Glossary - Stagflation

Stagflation is an economic condition combining stagnant economic growth, high unemployment, and high inflation. It represents a challenging scenario where the usual policy tools to combat inflation (tightening the money supply) can exacerbate unemployment, while those used to reduce unemployment (increasing money supply) can worsen inflation.

Also known as

  • Inflationary recession

Use cases examples

  • Economic Policy Reviews: The period of the 1970s in many advanced economies could be characterized by stagflation, wherein policymakers struggled to balance policies addressing simultaneously high inflation rates and rising unemployment.
  • Investment Strategy Reports: During stagflation, traditional investment paradigms are challenged, as both equity and bond markets can perform poorly due to sluggish economic growth and rising inflation rates.
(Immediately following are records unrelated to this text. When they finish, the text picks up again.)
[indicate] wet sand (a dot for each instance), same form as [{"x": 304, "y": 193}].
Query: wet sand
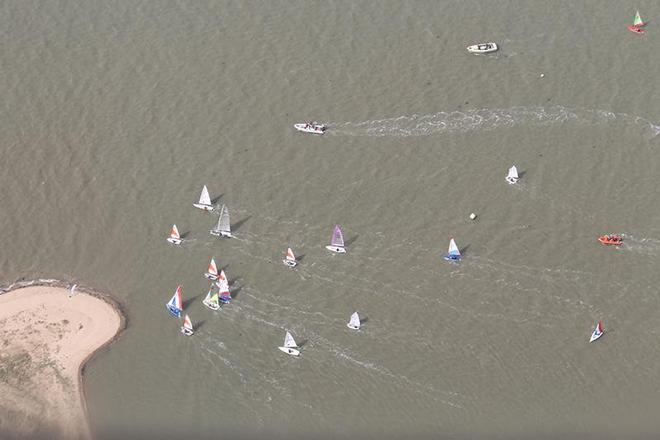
[{"x": 48, "y": 336}]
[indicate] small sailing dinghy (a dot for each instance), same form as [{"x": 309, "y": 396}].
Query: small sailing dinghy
[
  {"x": 598, "y": 332},
  {"x": 175, "y": 306},
  {"x": 187, "y": 328},
  {"x": 175, "y": 237},
  {"x": 223, "y": 288},
  {"x": 204, "y": 200},
  {"x": 354, "y": 323},
  {"x": 611, "y": 239},
  {"x": 212, "y": 271},
  {"x": 453, "y": 254},
  {"x": 637, "y": 25},
  {"x": 482, "y": 48},
  {"x": 223, "y": 228},
  {"x": 310, "y": 127},
  {"x": 290, "y": 259},
  {"x": 512, "y": 177},
  {"x": 337, "y": 241},
  {"x": 211, "y": 301},
  {"x": 290, "y": 346}
]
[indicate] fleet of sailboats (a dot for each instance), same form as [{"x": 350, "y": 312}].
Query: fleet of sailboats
[{"x": 214, "y": 298}]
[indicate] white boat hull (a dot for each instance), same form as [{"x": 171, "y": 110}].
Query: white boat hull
[
  {"x": 222, "y": 234},
  {"x": 336, "y": 249},
  {"x": 203, "y": 206},
  {"x": 307, "y": 128},
  {"x": 290, "y": 351},
  {"x": 211, "y": 305},
  {"x": 482, "y": 48}
]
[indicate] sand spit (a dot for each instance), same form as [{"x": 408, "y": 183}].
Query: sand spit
[{"x": 47, "y": 336}]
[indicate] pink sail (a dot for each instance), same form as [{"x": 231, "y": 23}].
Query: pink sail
[{"x": 337, "y": 237}]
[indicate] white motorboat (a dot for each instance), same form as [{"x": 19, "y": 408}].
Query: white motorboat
[
  {"x": 310, "y": 127},
  {"x": 482, "y": 48}
]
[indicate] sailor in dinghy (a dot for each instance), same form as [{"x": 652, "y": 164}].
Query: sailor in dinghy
[
  {"x": 223, "y": 228},
  {"x": 175, "y": 237},
  {"x": 597, "y": 333},
  {"x": 290, "y": 347},
  {"x": 204, "y": 200},
  {"x": 354, "y": 323},
  {"x": 211, "y": 301},
  {"x": 453, "y": 254},
  {"x": 187, "y": 327},
  {"x": 337, "y": 241},
  {"x": 175, "y": 305},
  {"x": 290, "y": 259},
  {"x": 512, "y": 177},
  {"x": 212, "y": 271}
]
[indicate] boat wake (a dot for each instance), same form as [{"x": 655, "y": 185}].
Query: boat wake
[
  {"x": 486, "y": 119},
  {"x": 646, "y": 246}
]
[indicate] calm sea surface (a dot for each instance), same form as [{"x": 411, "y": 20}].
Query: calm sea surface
[{"x": 115, "y": 113}]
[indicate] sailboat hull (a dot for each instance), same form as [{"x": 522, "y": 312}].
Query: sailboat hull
[
  {"x": 290, "y": 351},
  {"x": 210, "y": 305},
  {"x": 221, "y": 234},
  {"x": 203, "y": 207},
  {"x": 336, "y": 249},
  {"x": 173, "y": 311}
]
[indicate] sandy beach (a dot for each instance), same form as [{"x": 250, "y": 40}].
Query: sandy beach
[{"x": 48, "y": 336}]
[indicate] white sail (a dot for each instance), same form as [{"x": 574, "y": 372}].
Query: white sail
[
  {"x": 204, "y": 197},
  {"x": 204, "y": 200},
  {"x": 512, "y": 177},
  {"x": 223, "y": 222},
  {"x": 354, "y": 323},
  {"x": 289, "y": 342}
]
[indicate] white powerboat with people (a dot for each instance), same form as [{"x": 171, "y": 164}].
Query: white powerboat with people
[
  {"x": 482, "y": 48},
  {"x": 310, "y": 127}
]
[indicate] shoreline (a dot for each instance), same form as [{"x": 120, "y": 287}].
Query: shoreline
[{"x": 49, "y": 288}]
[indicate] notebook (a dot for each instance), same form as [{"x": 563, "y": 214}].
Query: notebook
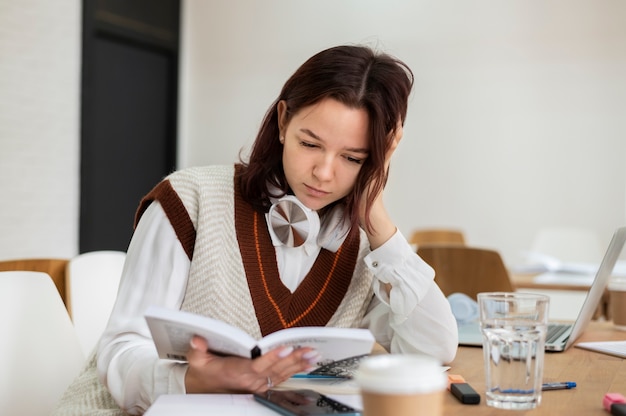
[{"x": 561, "y": 336}]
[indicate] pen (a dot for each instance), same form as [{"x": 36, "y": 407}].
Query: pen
[{"x": 565, "y": 385}]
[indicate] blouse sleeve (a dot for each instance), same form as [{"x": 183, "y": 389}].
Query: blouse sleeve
[
  {"x": 415, "y": 316},
  {"x": 155, "y": 273}
]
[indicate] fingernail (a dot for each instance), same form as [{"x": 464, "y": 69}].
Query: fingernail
[
  {"x": 310, "y": 354},
  {"x": 285, "y": 352}
]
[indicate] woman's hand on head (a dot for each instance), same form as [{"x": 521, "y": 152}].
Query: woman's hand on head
[{"x": 210, "y": 373}]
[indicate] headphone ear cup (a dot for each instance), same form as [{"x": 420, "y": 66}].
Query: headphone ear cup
[{"x": 292, "y": 223}]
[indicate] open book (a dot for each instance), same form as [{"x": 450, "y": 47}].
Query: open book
[{"x": 173, "y": 329}]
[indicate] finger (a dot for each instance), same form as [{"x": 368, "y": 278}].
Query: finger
[
  {"x": 198, "y": 347},
  {"x": 282, "y": 363}
]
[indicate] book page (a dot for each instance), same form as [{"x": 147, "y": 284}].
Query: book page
[
  {"x": 333, "y": 344},
  {"x": 172, "y": 331}
]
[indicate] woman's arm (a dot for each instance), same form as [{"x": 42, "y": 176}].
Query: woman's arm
[
  {"x": 155, "y": 273},
  {"x": 409, "y": 314}
]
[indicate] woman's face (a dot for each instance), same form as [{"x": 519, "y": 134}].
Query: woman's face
[{"x": 324, "y": 147}]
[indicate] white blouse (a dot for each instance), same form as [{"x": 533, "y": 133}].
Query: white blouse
[{"x": 415, "y": 317}]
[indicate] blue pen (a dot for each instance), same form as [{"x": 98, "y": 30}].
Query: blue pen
[{"x": 565, "y": 385}]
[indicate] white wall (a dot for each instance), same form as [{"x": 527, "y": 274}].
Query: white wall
[
  {"x": 39, "y": 127},
  {"x": 517, "y": 119}
]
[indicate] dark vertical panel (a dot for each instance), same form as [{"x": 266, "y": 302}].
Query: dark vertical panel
[{"x": 130, "y": 78}]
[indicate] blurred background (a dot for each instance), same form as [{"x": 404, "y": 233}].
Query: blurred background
[{"x": 516, "y": 123}]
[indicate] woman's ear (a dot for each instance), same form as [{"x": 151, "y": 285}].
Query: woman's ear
[{"x": 282, "y": 117}]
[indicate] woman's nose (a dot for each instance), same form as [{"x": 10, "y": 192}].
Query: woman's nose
[{"x": 323, "y": 169}]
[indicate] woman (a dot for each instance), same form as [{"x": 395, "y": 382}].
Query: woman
[{"x": 205, "y": 242}]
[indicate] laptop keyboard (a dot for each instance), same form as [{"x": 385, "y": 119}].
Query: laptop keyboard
[{"x": 555, "y": 331}]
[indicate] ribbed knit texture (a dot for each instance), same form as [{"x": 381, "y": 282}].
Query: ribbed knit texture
[{"x": 217, "y": 285}]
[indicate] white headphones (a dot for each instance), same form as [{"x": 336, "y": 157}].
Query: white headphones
[{"x": 292, "y": 223}]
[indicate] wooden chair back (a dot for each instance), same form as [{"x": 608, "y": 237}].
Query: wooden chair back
[
  {"x": 55, "y": 268},
  {"x": 437, "y": 236},
  {"x": 468, "y": 270}
]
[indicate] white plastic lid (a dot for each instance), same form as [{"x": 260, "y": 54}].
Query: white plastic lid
[{"x": 400, "y": 374}]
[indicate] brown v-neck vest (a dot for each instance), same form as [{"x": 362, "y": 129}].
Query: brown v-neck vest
[
  {"x": 222, "y": 283},
  {"x": 316, "y": 299}
]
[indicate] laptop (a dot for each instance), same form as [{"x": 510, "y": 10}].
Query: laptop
[{"x": 561, "y": 336}]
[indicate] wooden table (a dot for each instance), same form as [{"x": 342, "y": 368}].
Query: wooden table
[
  {"x": 595, "y": 374},
  {"x": 527, "y": 281}
]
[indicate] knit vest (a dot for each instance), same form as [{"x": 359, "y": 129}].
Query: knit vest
[{"x": 201, "y": 205}]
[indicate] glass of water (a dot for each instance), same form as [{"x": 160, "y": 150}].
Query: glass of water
[{"x": 514, "y": 333}]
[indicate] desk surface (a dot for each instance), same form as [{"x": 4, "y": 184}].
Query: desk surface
[{"x": 595, "y": 374}]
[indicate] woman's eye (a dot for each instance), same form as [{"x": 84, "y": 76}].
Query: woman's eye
[{"x": 354, "y": 160}]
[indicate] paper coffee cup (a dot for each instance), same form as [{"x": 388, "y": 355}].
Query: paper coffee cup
[
  {"x": 401, "y": 385},
  {"x": 617, "y": 303}
]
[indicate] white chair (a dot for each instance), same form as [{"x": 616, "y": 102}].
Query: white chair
[
  {"x": 39, "y": 351},
  {"x": 92, "y": 282}
]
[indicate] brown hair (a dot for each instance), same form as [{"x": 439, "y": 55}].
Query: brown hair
[{"x": 356, "y": 76}]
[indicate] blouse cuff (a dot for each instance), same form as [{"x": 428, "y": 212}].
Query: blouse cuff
[{"x": 395, "y": 263}]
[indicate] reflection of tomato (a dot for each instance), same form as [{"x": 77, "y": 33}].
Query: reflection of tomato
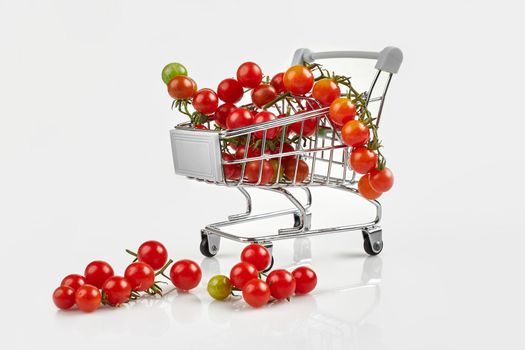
[
  {"x": 262, "y": 117},
  {"x": 252, "y": 171},
  {"x": 326, "y": 91},
  {"x": 381, "y": 180},
  {"x": 362, "y": 160},
  {"x": 365, "y": 189},
  {"x": 231, "y": 171},
  {"x": 298, "y": 80},
  {"x": 342, "y": 110}
]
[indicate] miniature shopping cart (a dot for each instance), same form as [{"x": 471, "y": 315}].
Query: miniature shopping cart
[{"x": 197, "y": 154}]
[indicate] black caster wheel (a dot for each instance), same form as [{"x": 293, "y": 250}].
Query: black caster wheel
[
  {"x": 368, "y": 246},
  {"x": 269, "y": 266},
  {"x": 205, "y": 247}
]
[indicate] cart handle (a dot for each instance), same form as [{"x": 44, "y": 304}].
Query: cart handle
[{"x": 389, "y": 59}]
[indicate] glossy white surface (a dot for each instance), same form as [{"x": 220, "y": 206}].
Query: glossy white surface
[{"x": 86, "y": 171}]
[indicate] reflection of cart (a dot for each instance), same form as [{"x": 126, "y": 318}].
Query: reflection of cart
[{"x": 197, "y": 154}]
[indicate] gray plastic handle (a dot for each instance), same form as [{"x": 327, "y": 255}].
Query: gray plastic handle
[{"x": 389, "y": 59}]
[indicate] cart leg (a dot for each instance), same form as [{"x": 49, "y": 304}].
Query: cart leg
[
  {"x": 248, "y": 206},
  {"x": 210, "y": 244},
  {"x": 373, "y": 240}
]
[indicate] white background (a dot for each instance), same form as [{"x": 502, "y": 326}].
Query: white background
[{"x": 86, "y": 171}]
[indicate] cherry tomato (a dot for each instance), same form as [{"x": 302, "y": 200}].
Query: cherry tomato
[
  {"x": 305, "y": 280},
  {"x": 172, "y": 70},
  {"x": 381, "y": 180},
  {"x": 238, "y": 118},
  {"x": 308, "y": 128},
  {"x": 185, "y": 274},
  {"x": 219, "y": 287},
  {"x": 252, "y": 171},
  {"x": 256, "y": 293},
  {"x": 281, "y": 283},
  {"x": 231, "y": 171},
  {"x": 298, "y": 80},
  {"x": 263, "y": 94},
  {"x": 252, "y": 152},
  {"x": 88, "y": 298},
  {"x": 302, "y": 171},
  {"x": 97, "y": 272},
  {"x": 230, "y": 91},
  {"x": 262, "y": 117},
  {"x": 362, "y": 160},
  {"x": 249, "y": 74},
  {"x": 277, "y": 82},
  {"x": 205, "y": 101},
  {"x": 365, "y": 189},
  {"x": 140, "y": 276},
  {"x": 74, "y": 281},
  {"x": 257, "y": 255},
  {"x": 341, "y": 111},
  {"x": 117, "y": 290},
  {"x": 355, "y": 133},
  {"x": 182, "y": 87},
  {"x": 326, "y": 91},
  {"x": 64, "y": 297},
  {"x": 153, "y": 253},
  {"x": 222, "y": 113},
  {"x": 241, "y": 273}
]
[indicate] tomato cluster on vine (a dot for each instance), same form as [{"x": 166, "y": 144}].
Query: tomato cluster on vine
[
  {"x": 347, "y": 113},
  {"x": 100, "y": 286},
  {"x": 246, "y": 277}
]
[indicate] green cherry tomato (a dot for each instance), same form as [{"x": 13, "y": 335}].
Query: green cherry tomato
[
  {"x": 219, "y": 287},
  {"x": 172, "y": 70}
]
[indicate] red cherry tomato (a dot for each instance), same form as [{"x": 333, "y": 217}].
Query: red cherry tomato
[
  {"x": 326, "y": 91},
  {"x": 205, "y": 101},
  {"x": 238, "y": 118},
  {"x": 341, "y": 111},
  {"x": 281, "y": 283},
  {"x": 302, "y": 171},
  {"x": 355, "y": 133},
  {"x": 230, "y": 91},
  {"x": 185, "y": 274},
  {"x": 381, "y": 180},
  {"x": 74, "y": 281},
  {"x": 64, "y": 297},
  {"x": 257, "y": 255},
  {"x": 117, "y": 290},
  {"x": 365, "y": 189},
  {"x": 262, "y": 117},
  {"x": 256, "y": 293},
  {"x": 88, "y": 298},
  {"x": 241, "y": 273},
  {"x": 231, "y": 171},
  {"x": 140, "y": 276},
  {"x": 182, "y": 87},
  {"x": 222, "y": 113},
  {"x": 362, "y": 160},
  {"x": 298, "y": 80},
  {"x": 97, "y": 272},
  {"x": 277, "y": 82},
  {"x": 263, "y": 94},
  {"x": 153, "y": 253},
  {"x": 305, "y": 280},
  {"x": 252, "y": 172},
  {"x": 249, "y": 74}
]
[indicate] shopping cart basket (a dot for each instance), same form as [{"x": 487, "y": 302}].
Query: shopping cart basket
[{"x": 197, "y": 154}]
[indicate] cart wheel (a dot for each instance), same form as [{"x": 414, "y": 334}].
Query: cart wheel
[
  {"x": 368, "y": 246},
  {"x": 205, "y": 247},
  {"x": 269, "y": 266}
]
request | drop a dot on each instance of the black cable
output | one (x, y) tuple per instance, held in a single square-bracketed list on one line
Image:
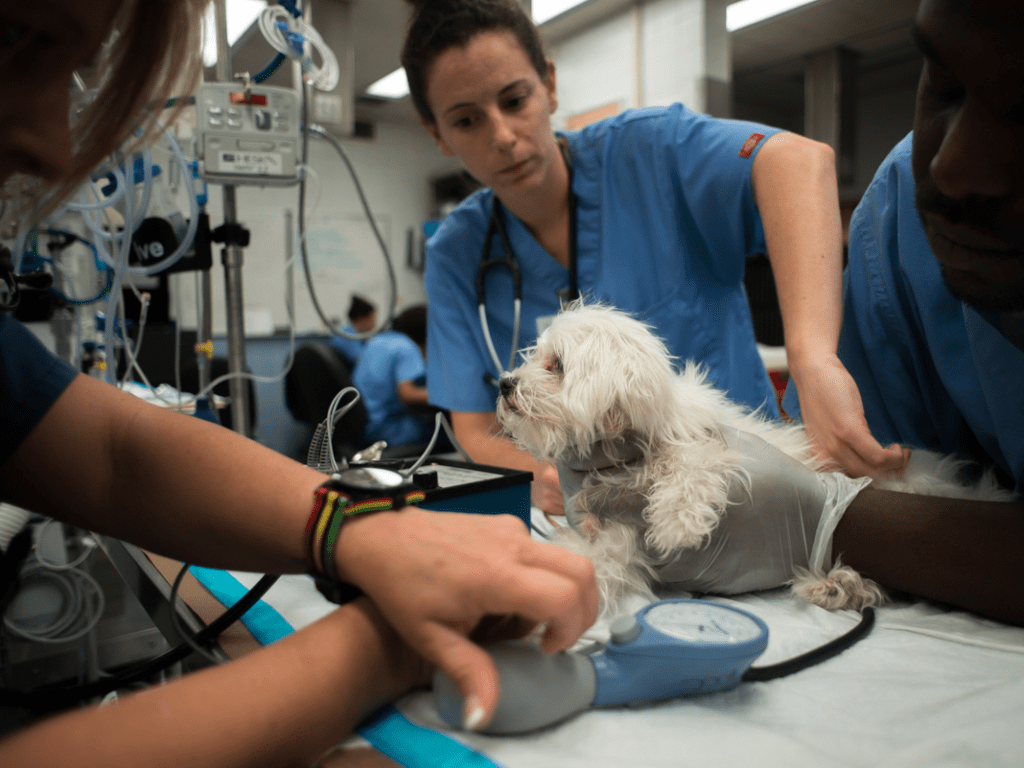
[(815, 656), (53, 697)]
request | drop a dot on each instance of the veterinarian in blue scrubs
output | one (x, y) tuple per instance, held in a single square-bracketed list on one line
[(664, 207)]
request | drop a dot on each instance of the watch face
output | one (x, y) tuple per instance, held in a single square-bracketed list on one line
[(371, 478), (701, 623)]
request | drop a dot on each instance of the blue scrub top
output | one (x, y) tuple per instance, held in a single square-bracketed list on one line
[(933, 372), (31, 380), (666, 219), (389, 359)]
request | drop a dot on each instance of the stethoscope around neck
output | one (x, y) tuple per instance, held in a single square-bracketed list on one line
[(497, 224)]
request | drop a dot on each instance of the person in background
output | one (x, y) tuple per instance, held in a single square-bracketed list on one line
[(391, 380), (663, 207), (361, 320), (188, 489)]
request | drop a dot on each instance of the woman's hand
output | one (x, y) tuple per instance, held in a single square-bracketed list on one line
[(834, 417), (439, 578)]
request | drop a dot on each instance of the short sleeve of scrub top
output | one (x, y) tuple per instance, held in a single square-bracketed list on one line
[(31, 380), (933, 372), (666, 220)]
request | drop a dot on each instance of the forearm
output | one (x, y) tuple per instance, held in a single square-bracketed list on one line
[(282, 706), (166, 481), (796, 189), (969, 554)]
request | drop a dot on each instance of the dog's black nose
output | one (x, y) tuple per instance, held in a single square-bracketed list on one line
[(507, 384)]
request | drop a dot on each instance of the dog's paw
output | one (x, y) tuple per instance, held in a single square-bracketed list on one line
[(840, 588)]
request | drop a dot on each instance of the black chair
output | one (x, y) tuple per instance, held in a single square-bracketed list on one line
[(317, 374)]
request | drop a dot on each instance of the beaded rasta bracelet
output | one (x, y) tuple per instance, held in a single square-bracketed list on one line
[(336, 501)]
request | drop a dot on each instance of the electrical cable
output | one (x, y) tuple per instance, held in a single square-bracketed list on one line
[(176, 620)]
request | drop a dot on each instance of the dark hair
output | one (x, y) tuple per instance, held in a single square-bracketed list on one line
[(439, 25), (413, 323), (359, 308)]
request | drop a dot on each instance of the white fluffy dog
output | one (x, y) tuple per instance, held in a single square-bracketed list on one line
[(599, 377)]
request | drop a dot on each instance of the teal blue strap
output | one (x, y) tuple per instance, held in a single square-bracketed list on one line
[(387, 729)]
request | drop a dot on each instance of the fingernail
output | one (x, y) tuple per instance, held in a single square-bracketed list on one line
[(474, 714)]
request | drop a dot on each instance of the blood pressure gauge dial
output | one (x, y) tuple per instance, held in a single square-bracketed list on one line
[(670, 648)]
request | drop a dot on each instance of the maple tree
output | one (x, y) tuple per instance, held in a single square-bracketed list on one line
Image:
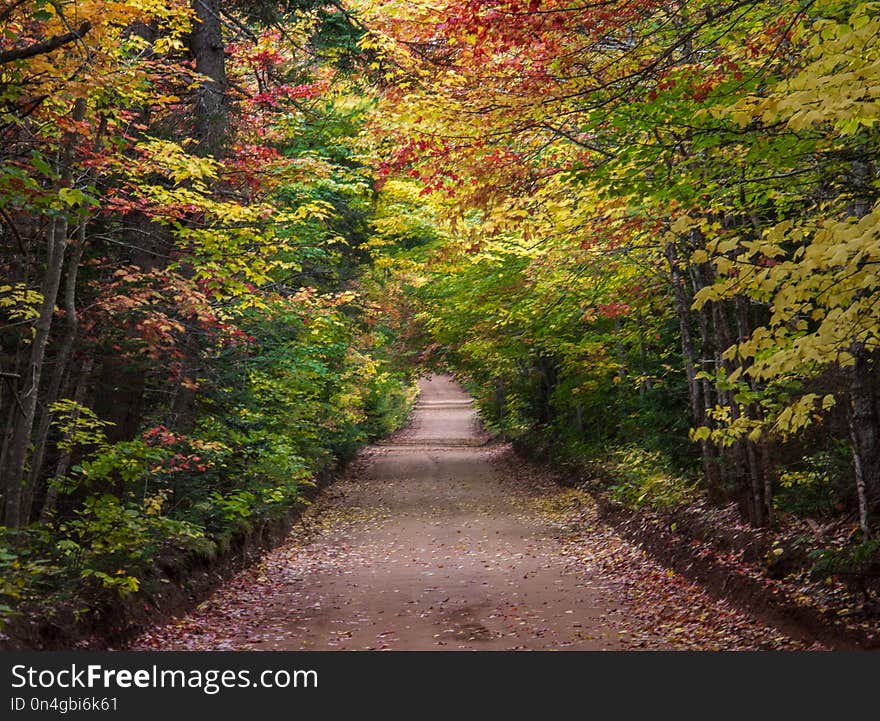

Considerations for investors

  • Investors should be wary of the impact of stagflation on portfolio companies, especially those reliant on discretionary consumer spending or with high operational leverage.
  • Diversification across asset classes and geographical regions becomes crucial, as stagflation may not impact all industries or regions equally.

Considerations for founders

  • Founders should prepare for increased costs of borrowing and potentially slower growth in consumer demand during periods of stagflation.
  • Cost management becomes even more critical in a stagflation environment, as revenues may grow more slowly while costs, especially for raw materials, may increase.